31 療養中
朝?
ぼんやりと目を開ける
あれ?今何時?そうだ食事の介助…。
ベッドから体を起こす。が、やけに怠い。
「今日から数日は休む、と約束したのを忘れたのか?」
騎士服姿のグレーシス殿下が、サイドテーブルの上にある水差しから、コップに水を注いで、持って来てくれた。
ベッドの上で受け取って、一口飲んだ。
喉が渇いていたのか、いつもより、美味しい、と感じる。
「明日から数日休みを取った。体調が良ければ、たまには自然が多い森に行ってみるのも良いと思うが、どうだ?」
「それは楽しみですが、殿下は休まなくて大丈夫ですか?」
「大丈夫だ。でも、リーリスに心配をかけるのは良くないな。少し寝坊すれば充分だから、起き次第、出掛けるとしよう。だから、今日はゆっくり休むこと。」
子供をあやすように頭を撫でられて、グレーシス殿下は十時頃に部屋を出て行った。
辺境に来てからは、朝、八時に行われる食事介助の準備に備えて、毎日六時に起きていたから、こんなに寝坊したのは久しぶりに思えた。
昨夜、自然に触れたお陰もあって、もう動けそうな気がする。
けれど、グレーシス殿下に、これ以上心配をかけない為にも、今日は大人しく、ベッドで休んでおくと決めた。
グレーシス殿下と入れ替わるように、朝の食事介助が終わったクレインが様子を見に来てくれた。
「今日は介助に時間が掛かりました。半分はヒト型に戻っているのに、です。これから数日、皆は妃殿下のありがたさが身に染みることでしょう。」
クレインが、意味深な笑顔をしながら、薬草茶を処方してくれた。
手仕事位ならしても良い。と許可を貰ったので、以前から時間がある時に、コツコツと作っていたリボンと、グレーシス殿下に贈るハンカチを刺繍する。

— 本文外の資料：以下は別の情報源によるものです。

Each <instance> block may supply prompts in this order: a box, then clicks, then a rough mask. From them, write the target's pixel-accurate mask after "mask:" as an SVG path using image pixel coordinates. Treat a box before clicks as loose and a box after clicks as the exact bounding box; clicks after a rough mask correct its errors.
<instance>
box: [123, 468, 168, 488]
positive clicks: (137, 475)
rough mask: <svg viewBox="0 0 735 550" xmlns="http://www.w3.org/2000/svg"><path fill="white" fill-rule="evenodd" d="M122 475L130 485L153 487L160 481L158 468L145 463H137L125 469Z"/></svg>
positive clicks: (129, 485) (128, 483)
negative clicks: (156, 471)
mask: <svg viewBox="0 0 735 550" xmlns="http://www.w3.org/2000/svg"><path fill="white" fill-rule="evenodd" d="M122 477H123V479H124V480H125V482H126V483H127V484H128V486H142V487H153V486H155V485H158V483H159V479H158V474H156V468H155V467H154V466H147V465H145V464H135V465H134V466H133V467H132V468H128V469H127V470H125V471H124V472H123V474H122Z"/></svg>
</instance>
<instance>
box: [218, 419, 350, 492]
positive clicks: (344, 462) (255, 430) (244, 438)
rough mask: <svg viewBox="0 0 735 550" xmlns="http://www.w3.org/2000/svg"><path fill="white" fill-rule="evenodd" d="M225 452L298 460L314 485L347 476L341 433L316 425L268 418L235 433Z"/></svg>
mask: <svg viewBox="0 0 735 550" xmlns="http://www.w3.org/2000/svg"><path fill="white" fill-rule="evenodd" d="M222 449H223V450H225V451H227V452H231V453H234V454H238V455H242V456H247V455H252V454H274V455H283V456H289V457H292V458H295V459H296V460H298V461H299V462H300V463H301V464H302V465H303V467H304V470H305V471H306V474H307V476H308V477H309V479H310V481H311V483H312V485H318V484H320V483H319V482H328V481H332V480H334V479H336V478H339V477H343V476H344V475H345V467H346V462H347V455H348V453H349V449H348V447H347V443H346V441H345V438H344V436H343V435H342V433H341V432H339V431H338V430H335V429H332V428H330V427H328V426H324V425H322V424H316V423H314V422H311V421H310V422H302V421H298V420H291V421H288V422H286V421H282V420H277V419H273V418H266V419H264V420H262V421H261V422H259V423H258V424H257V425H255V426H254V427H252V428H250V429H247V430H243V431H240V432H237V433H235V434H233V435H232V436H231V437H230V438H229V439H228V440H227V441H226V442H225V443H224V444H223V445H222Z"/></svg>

リボンの色は、幸運、の意味がある黄色。グレーシス殿下の瞳と同じ色にした。
ハンカチには、グレーシス殿下のイニシャルと剣のモチーフを刺繍する。
喜んで貰えなくても良い。自己満足なのだから。
安全と無事を祈りながら、心を込めて作った。
四時頃、グレーシス殿下が戻ってきた。
仄かに石鹸の香りがする。
討伐部隊は魔物の返り血を浴びるので、戻ったら、すぐに城塞内にある騎士団専用の大浴場に入り、着替えるそうだ。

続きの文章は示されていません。